4. Mengurangi keterlibatan orang tua dalam kehidupan emosional penderita.Keterlibatan yang berlebihan juga dapat meningkatkan resiko relaps.
5. Mengidentifikasi perilaku problematik pada penderita dan anggota keluarga lainnya dan memperjelas pedoman bagi penderita dan keluarga.
3. Psikoterapi
Merupakan terapi kejiwaan yang harus diberikan apabila penderita telah diberikan psikofarmaka dan telah mencapai tahapan di mana kemampuan menilai realistis sudah kembali pulih dan pemahaman diri sudah baik.
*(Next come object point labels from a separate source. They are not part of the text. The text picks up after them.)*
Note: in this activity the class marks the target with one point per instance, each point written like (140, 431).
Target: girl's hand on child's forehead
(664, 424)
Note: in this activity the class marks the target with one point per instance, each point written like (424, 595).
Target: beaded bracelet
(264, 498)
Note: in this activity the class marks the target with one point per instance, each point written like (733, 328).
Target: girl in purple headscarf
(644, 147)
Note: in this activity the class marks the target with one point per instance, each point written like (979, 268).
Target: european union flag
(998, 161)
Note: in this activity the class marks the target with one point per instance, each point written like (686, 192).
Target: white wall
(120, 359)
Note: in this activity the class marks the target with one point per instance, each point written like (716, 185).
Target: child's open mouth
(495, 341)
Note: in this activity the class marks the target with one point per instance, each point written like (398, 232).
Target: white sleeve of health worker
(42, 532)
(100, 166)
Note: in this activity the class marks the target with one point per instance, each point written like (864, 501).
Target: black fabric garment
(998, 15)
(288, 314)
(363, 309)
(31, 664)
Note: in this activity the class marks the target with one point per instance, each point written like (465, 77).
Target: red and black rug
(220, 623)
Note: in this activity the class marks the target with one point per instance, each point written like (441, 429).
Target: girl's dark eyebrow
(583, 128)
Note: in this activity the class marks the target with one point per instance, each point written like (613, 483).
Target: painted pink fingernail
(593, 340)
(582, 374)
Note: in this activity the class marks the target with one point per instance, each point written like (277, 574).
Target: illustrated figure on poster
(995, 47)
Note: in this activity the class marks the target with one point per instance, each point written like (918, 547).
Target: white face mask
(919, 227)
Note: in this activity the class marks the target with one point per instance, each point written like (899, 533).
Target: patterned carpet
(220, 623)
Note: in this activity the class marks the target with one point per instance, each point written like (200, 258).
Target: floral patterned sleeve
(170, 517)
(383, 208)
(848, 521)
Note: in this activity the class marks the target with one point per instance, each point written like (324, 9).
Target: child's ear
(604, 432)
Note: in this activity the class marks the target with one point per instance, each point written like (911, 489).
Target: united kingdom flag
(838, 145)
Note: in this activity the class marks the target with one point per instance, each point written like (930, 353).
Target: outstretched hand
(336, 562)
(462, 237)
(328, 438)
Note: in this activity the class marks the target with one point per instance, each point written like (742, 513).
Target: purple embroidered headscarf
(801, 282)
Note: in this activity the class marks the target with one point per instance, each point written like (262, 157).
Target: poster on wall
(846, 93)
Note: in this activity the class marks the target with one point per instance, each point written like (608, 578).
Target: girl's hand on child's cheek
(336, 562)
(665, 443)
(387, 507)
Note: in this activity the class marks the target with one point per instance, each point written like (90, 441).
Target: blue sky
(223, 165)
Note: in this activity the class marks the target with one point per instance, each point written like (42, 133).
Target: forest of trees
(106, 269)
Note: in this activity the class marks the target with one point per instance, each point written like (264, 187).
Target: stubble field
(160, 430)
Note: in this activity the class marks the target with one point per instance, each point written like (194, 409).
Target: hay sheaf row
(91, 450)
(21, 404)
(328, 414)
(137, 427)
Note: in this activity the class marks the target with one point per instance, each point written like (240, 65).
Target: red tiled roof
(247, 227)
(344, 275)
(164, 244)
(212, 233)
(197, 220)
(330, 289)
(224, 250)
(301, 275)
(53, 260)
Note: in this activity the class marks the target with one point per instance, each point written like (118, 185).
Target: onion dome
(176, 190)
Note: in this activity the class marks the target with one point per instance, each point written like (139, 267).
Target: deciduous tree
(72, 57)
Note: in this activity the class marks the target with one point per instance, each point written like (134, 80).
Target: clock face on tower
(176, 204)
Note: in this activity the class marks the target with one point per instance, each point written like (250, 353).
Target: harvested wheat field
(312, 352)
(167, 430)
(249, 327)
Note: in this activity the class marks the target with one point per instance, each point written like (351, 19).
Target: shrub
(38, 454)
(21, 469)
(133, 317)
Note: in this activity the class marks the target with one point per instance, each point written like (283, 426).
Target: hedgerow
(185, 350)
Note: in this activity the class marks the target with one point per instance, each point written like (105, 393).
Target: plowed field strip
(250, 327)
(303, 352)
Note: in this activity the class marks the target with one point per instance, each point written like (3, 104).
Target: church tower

Psikoterapi ini bermacam-macam bentuknya antara lain :
a. Psikoterapi suportif, dimaksudkan untuk memberikan dorongan, semnangat dan motivasi agar penderita tidak merasa putus asa.
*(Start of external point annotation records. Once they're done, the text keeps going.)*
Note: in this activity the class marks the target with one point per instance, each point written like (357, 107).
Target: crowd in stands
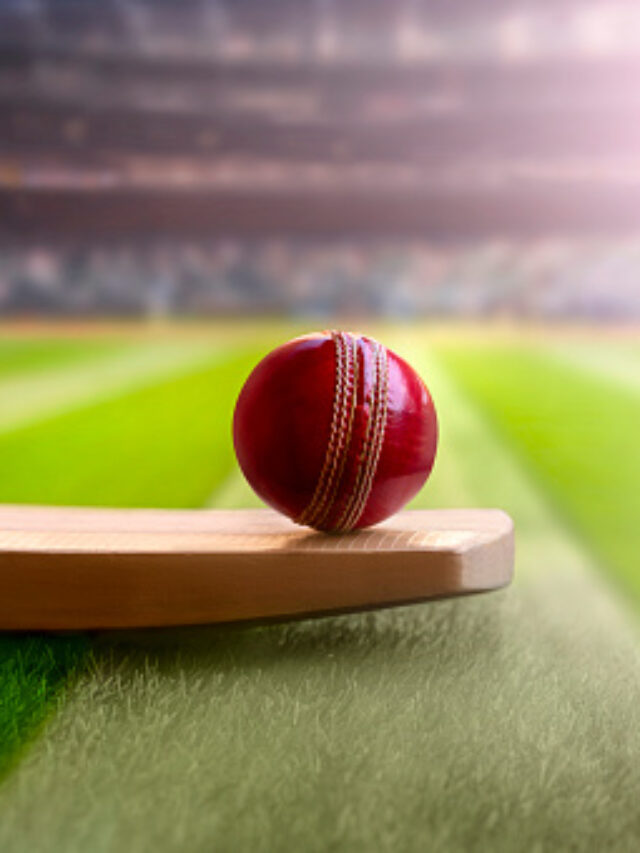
(548, 279)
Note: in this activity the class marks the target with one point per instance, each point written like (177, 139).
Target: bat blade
(76, 569)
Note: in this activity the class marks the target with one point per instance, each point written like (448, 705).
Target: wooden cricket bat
(72, 568)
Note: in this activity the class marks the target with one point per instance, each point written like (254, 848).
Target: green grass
(504, 722)
(33, 672)
(163, 445)
(24, 355)
(577, 432)
(167, 444)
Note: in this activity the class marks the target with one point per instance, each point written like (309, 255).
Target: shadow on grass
(34, 669)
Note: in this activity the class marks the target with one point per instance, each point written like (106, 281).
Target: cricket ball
(335, 431)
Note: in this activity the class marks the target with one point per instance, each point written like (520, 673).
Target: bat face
(70, 569)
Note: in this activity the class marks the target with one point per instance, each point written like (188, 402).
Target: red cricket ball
(335, 431)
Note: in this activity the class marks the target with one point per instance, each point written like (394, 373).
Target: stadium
(184, 186)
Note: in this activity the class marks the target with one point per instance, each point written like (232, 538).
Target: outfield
(505, 722)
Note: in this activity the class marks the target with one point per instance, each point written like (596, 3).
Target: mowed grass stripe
(504, 722)
(26, 354)
(578, 433)
(95, 375)
(162, 445)
(617, 364)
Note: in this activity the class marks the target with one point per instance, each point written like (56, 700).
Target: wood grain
(72, 568)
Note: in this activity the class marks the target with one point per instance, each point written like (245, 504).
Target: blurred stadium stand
(438, 156)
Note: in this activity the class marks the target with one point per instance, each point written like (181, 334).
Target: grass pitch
(505, 722)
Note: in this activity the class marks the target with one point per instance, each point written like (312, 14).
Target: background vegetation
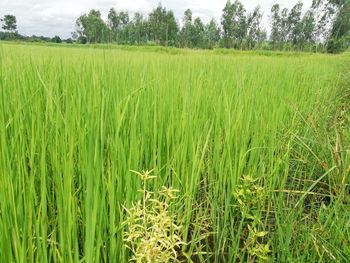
(324, 27)
(257, 143)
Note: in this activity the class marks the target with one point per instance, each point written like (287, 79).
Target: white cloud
(52, 17)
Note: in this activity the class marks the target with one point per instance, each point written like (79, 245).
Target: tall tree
(92, 27)
(198, 33)
(239, 23)
(339, 37)
(294, 27)
(254, 27)
(275, 26)
(138, 30)
(9, 23)
(186, 34)
(227, 24)
(162, 26)
(212, 34)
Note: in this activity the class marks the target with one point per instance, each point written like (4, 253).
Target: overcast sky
(57, 17)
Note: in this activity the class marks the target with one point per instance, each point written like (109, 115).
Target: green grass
(74, 121)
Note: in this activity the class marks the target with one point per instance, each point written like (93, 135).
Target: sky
(57, 17)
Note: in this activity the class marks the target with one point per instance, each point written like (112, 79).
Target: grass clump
(151, 233)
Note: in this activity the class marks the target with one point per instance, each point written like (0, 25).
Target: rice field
(256, 143)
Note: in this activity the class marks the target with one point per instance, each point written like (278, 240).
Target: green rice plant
(152, 234)
(73, 120)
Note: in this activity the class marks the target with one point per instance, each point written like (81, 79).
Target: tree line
(325, 26)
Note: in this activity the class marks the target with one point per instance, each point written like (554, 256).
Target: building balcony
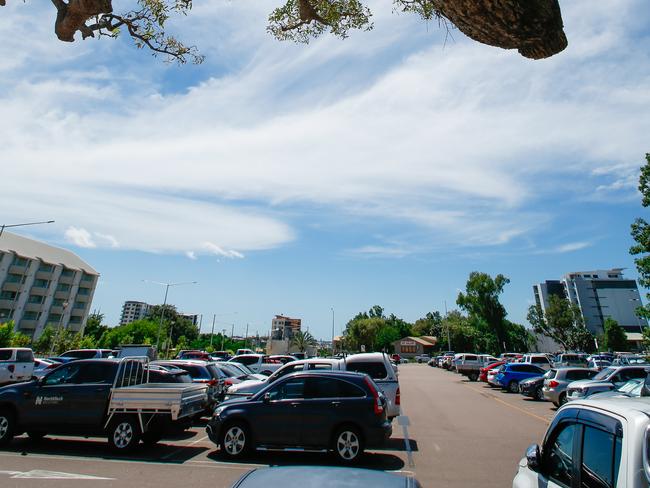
(11, 286)
(28, 324)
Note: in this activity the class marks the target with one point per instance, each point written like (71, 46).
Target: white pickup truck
(598, 442)
(16, 364)
(262, 364)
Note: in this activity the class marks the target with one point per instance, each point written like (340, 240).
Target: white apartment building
(599, 294)
(132, 311)
(43, 285)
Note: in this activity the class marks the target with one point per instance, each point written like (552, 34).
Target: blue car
(513, 373)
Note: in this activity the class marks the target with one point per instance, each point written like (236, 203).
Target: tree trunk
(533, 27)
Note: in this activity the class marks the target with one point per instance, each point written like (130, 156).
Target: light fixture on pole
(162, 311)
(6, 226)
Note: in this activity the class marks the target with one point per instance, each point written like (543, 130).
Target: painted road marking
(50, 475)
(493, 397)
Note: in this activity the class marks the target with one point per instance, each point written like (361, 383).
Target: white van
(16, 364)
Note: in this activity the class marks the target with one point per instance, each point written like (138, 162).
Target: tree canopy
(533, 27)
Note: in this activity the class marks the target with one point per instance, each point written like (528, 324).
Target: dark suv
(338, 411)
b. Psikoterapi re-edukatif, dimaksudkan untuk memberikan pendidikan ulang yang yang maksudnya memperbaiki kesalahan pendidikan di waktu lalu.
c. Psikoterapi rekonstruktif, dimaksudkan untuk memperbaiki kembali kepribadian yang telah mengalami keretakan menjadi kepribadian utuh seperti semula sebelum sakit.
d. Psikoterapi kognitif, dimaksudkan untuk memulihkan kembali fungsi kognitif rasional sehingga penderita mampu membedakan nilai-nilai moral etika, mana yang baik dan buruk, mana yang bolrh dan tidak boleh, dsb.
e. Psikoterapi perilaku, dimaksudkan untuk memulihkan gangguan perilaku yang terganggu menjadi perilaku yang mampu menyesuaikan diri.
4. Terapi psikoreligius
Terapi keagamaan ternyata masih bermanfaat bagi penderita gangguan jiwa. Dari penelitian ternyata didapatkan kenyataan secara umum komitmen agama berhubungan dengan manfaatnya di bidang klinik. Terapi keagamaan ini berupa kegiatan ritual keagamaan, kajian kitab suci, dll. (Vijay, 2005; hawari,2001).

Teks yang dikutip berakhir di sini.